Here is the results with some fake data similar to mine :
I would want to calibrate the density calculations of gaussian_kde so that the left part of the plot looks like this :
I don't like the first plot because the groups of points influence the density of adjacent groups of points and that prevents me from analyzing the distribution within a group. In other words, even if each of the 8 groups have exactly the same distribution, that won't be visible on the graph.
I tried to modify the covariance_factor (like I once did for a 2d plot of density over x), but when gaussian_kde is used with multiple dimension arrays it returns a numpy.ndarray, not a "scipy.stats.kde.gaussian_kde" object. Plus, I don't even know if changing the covariance_factor will do it.
Here's my dummy code :
import numpy as np
import matplotlib.pyplot as plt
from scipy.stats import gaussian_kde
# Generate fake data
a = np.random.normal(size=1000)
b = np.random.normal(size=1000)
# Data for the first image
x = np.concatenate((a+10,a+10,a+20,a+20,a+30,a+30,a+40,a+40,a+80))
y = np.concatenate((b+10,b-10,b+10,b-10,b+10,b-10,b+10,b-10,b*4))
# Data for the second image
#x = np.concatenate((a+10,a+10,a+20,a+20,a+30,a+30,a+40,a+40))
#y = np.concatenate((b+10,b-10,b+10,b-10,b+10,b-10,b+10,b-10))
# Calculate the point density
xy = np.vstack([x,y])
z = gaussian_kde(xy)(xy)
# My unsuccesfull try to modify covariance which would work in 1D with "z = gaussian_kde(x)"
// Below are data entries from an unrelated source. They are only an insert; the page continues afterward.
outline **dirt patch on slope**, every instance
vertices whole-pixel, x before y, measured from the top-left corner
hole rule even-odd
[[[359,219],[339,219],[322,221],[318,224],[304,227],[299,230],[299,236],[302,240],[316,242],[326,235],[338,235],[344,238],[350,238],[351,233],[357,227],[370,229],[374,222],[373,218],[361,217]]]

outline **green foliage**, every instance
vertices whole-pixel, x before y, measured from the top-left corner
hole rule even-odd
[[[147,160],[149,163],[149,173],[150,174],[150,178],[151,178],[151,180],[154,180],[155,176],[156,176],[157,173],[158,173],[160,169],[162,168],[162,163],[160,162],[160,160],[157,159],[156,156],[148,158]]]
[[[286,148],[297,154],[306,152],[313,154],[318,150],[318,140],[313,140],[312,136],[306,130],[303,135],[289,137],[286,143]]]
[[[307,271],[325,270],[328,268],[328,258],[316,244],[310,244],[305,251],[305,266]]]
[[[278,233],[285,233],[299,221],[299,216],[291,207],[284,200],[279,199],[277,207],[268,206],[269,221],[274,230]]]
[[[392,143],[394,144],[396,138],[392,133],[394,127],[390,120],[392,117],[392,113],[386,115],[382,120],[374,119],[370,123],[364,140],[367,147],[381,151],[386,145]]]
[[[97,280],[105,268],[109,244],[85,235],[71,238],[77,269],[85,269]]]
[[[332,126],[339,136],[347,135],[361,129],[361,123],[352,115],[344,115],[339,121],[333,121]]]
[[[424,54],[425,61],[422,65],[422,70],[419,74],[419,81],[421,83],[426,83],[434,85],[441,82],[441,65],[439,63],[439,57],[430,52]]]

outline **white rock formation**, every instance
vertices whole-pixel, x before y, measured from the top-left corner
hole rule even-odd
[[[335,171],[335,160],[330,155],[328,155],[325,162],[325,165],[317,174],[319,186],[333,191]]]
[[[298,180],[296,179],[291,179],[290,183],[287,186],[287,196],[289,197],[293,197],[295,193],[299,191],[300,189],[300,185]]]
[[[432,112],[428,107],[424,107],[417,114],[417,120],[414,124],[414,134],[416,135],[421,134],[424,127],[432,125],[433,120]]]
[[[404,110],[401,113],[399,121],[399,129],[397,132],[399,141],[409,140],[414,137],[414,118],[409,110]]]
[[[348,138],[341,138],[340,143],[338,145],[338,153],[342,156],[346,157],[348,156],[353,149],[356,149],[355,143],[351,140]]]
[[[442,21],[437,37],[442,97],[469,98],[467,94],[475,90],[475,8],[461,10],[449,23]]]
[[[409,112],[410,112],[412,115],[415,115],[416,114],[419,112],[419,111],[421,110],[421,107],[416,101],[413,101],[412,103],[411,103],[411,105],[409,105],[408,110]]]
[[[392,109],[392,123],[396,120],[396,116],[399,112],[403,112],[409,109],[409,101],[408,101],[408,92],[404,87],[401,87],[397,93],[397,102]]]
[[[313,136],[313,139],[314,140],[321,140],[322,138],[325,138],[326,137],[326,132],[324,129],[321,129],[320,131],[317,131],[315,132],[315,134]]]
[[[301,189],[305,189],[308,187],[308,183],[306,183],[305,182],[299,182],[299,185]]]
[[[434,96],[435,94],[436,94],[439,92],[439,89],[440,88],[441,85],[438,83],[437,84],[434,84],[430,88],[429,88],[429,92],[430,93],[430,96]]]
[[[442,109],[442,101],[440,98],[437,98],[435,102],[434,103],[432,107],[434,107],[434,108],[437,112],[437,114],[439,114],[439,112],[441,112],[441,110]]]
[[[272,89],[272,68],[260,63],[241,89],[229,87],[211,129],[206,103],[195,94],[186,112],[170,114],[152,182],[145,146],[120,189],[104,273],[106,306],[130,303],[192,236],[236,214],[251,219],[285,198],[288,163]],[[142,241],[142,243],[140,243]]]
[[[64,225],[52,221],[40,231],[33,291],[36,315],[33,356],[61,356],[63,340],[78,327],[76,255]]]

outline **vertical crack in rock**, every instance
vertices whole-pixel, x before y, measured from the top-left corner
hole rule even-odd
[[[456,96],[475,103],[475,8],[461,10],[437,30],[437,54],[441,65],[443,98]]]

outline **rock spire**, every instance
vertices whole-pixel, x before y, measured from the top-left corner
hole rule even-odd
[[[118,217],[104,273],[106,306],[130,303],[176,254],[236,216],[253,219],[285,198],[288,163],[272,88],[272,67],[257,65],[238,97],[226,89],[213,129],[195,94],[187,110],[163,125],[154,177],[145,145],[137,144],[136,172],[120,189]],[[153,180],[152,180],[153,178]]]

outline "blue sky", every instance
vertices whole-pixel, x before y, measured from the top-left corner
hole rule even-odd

#z.covariance_factor = lambda : 0.01
#z._compute_covariance()
# Sort the points by density, so that the densest points are plotted last
idx = z.argsort()
x, y, z = x[idx], y[idx], z[idx]
fig, ax = plt.subplots()
ax.scatter(x, y, c=z, s=50, edgecolor='')
plt.show()
The solution could use an other density calculator, I don't mind. The goal is to make a density plot like the ones showed above, where I can play with the density parameters.